Indeed, and the hon. Gentleman was right to be cross about that in our meeting, although being a glass-half-full man, I saw it as giving us an opportunity to shine. The hon. Gentleman is right, which brings me to the only discordant note I intend to make—the Minister must listen to this please.

The performance of the leadership of the Science Museum Group has been sadly lacking in this affair. Indeed, we had the spectacle of the leadership of the group rubbishing the performance of museums under their own purview, apparently oblivious to the obvious fact that if the museums were underperforming, they themselves were being paid rather a lot of public money to preside over that underperformance. I do not normally attack public servants because they have difficulty responding, but I was not impressed by the leadership of the museum’s group before our meeting this week, and I was less impressed after it.

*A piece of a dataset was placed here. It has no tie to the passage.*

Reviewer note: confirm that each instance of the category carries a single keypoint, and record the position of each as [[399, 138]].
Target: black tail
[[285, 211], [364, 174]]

There is a serious question mark and I am not confident about leaving the fate of the National Media museum in Bradford in the hands of the leadership of that group, and that is in part because of the point raised by Mr Ward. It is obvious that it leaked the potential closure of one or more of these three museums, which makes its position now—negotiating in public—much more difficult. When the Minister said, in that first sentence, that the museum in Bradford would not close, I could sense that sinking feeling on the part of the officials, as he shot their fox—just as, in a way, he shot mine, given that I had already applied for this debate. I believe the Minister. I agree with Nick, as they used to say—or, in this case, Ed. It is all very well these panjandrums of the culture industry sitting in London, in the Victoria and Albert, deciding which of their northern chess pieces they can dispose of, but it is Ministers who must decide, and it is Parliament, to whom Ministers are accountable, and democracy, to which we are all accountable, that really count.